Alright, Tony, you wanted a fight. Here goes.
Actually, I agree with a lot of what you said, but rank them differently. Fightin’ words! But here’s how I rate the combatants. I’m not ranking them by my own preference here; this is my take on how they did in the debate versus what they needed to do.
1. Mitt Romney, because he had the most to lose and didn’t fumble. There’s a lot to be said for composure under pressure (right, Miami Heat?), and as the poll frontrunner, Mitt’s under some pressure. He almost had a Ford moment with the line about turning Afghanistan over to the “Taliban army” but caught himself, and otherwise reminded uncommitted viewers about his big selling point — his business experience. The economy stinks, but Mitt seems to be a plausible fix-it man. RomneyCare is still a huge knock against him, but in my mind not a deal breaker, for this reason: I don’t think a President Romney elected in ’08 would have passed ObamaCare, and I definitely don’t think a Romney elected in 2012 would keep ObamaCare.
2. Michele Bachmann, who had a breakout performance. Most viewers probably hadn’t seen much of Bachmann outside interviews on Fox and MSNBC. She came off as bright, substantive, youthful and interesting. She played up her House experience in a way that connected it to how she would act as president, and sounded plausible. Her family background drives home her social con values, but she’s a credible fiscal hawk too, and showed both sides in the debate.
3. Herman Cain. He smashed in the first debate, performed solidly in the second, but I’m starting to worry that he’s a one-trick pony. He’s great on economics and organizational answers, but weaker on questions outside those domains. He’ll need to broaden his comfort zone to make any upwards moves. Last night he looked like he would make a great Commerce Secretary.

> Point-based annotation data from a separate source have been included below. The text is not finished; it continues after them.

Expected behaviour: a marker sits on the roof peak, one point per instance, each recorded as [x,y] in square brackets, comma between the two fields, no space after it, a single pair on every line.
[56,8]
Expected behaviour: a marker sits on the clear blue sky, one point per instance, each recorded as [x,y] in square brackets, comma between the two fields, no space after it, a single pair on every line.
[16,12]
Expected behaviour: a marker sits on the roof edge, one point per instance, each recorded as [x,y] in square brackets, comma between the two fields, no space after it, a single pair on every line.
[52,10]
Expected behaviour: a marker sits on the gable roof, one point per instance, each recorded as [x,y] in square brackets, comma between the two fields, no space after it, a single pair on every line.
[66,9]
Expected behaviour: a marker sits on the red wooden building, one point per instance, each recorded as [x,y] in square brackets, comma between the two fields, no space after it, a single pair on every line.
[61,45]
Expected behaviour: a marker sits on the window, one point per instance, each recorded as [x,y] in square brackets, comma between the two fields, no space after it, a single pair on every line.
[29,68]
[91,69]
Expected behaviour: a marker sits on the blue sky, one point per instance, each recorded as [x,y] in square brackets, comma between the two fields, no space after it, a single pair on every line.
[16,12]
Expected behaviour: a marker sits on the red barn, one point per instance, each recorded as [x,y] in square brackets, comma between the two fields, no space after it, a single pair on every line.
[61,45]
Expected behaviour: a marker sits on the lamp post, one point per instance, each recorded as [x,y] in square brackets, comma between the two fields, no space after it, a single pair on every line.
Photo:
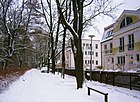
[91,36]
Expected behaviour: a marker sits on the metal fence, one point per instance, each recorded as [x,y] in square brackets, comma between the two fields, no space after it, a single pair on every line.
[121,79]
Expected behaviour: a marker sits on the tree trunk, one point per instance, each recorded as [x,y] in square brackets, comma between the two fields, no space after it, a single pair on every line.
[79,66]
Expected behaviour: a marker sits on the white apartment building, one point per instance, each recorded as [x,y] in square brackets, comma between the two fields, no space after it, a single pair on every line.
[125,43]
[96,53]
[107,56]
[86,45]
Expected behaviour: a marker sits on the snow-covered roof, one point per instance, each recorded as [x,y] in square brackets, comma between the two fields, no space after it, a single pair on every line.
[129,12]
[108,33]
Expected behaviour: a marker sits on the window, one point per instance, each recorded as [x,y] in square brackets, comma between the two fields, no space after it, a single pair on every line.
[111,46]
[96,46]
[109,33]
[83,44]
[121,60]
[121,47]
[126,21]
[131,42]
[85,52]
[112,60]
[92,53]
[87,46]
[92,61]
[138,57]
[105,47]
[85,61]
[96,62]
[96,54]
[89,52]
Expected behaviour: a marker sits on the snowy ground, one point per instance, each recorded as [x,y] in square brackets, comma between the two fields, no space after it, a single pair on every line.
[35,86]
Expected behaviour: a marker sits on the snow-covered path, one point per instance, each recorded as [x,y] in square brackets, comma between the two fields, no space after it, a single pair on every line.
[35,86]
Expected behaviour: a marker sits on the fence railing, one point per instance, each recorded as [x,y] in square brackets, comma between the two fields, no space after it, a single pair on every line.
[121,79]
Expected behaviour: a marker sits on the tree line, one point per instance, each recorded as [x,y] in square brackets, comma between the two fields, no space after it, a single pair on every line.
[34,32]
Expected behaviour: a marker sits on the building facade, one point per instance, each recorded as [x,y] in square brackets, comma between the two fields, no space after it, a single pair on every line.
[86,45]
[125,43]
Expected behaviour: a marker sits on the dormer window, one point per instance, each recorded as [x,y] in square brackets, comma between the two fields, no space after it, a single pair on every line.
[109,33]
[126,21]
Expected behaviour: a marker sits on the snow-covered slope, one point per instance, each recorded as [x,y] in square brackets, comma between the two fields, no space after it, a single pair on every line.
[35,86]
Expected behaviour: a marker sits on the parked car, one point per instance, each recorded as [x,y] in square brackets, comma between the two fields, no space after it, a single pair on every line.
[44,69]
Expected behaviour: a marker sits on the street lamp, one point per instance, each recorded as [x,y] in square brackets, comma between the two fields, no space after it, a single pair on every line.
[91,36]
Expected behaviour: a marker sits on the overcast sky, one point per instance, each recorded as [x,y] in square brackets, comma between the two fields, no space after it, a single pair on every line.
[104,22]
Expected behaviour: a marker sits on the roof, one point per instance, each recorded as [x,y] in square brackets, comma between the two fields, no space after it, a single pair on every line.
[107,31]
[129,12]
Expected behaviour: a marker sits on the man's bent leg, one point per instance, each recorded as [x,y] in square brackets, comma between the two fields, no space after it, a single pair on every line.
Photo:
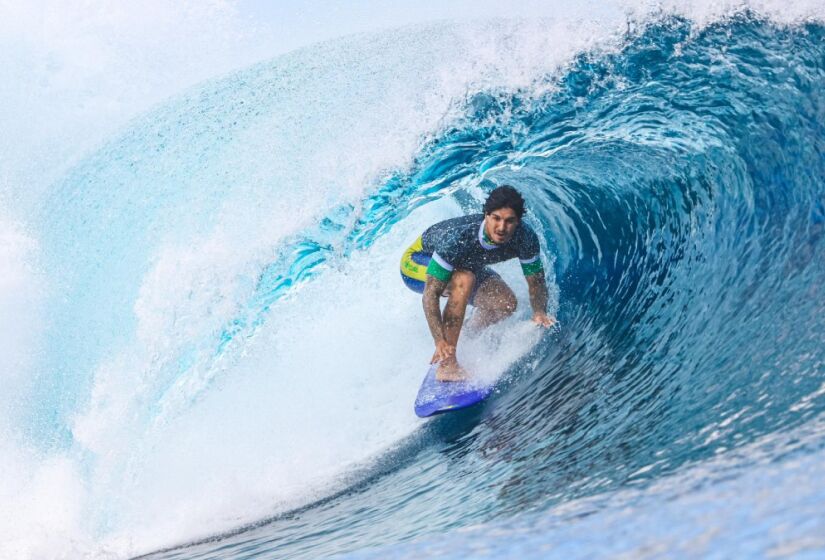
[460,288]
[494,301]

4. Tim Pawlenty, who was solid but disappeared as the debate wore on. To me, T-Paw is a pretty complete candidate on paper, but the whiff on ObamneyCare was a bit disconcerting — if you hit a fellow candidate in the press, own the criticism and follow up on it. Gen. Grant didn’t win the Civil War because he was pretty or a military genius; he followed up on his victories and eventually damaged Lee enough to force him to surrender. T-Paw needs a bit of Grant. Overall I think the pressure of needing to chip away at Romney without going full negative got to Pawlenty a bit.
5. Newt Gingrich, smartest man in the room, but a bit too much of an Al Gore for me. He isn’t wooden like Gore, but he gets into the inside ball stuff too much, and got most passionate either when challenged or when discussing space policy. Look, I spent a few years at NASA and am a true space fanboy, but space policy isn’t the most pressing issue facing us. Gingrich doesn’t really like to debate, he likes to lecture.
6. Ron Paul, great on constitutional questions, horrible on foreign policy. As usual. And he delivers a little too much “Get off my lawn!” attitude for my tastes. His “live and let live” attitude toward al Qaeda terrorists in Yemen will get innocent people killed.
7. Rick Santorum, not so much because he performed poorly but because he just didn’t justify his presence there. He’s a former Senator who currently holds no office. He really needs to make a strong impression to last long in the race, and he didn’t. He has to do what Herman Cain did in the first debate and Michele Bachmann did in the second — have such a strong performance that everyone sits up and takes notice. That didn’t happen. As you note, Tony, Santorum really didn’t do or say anything memorable. He was there and he was solid, but otherwise, meh.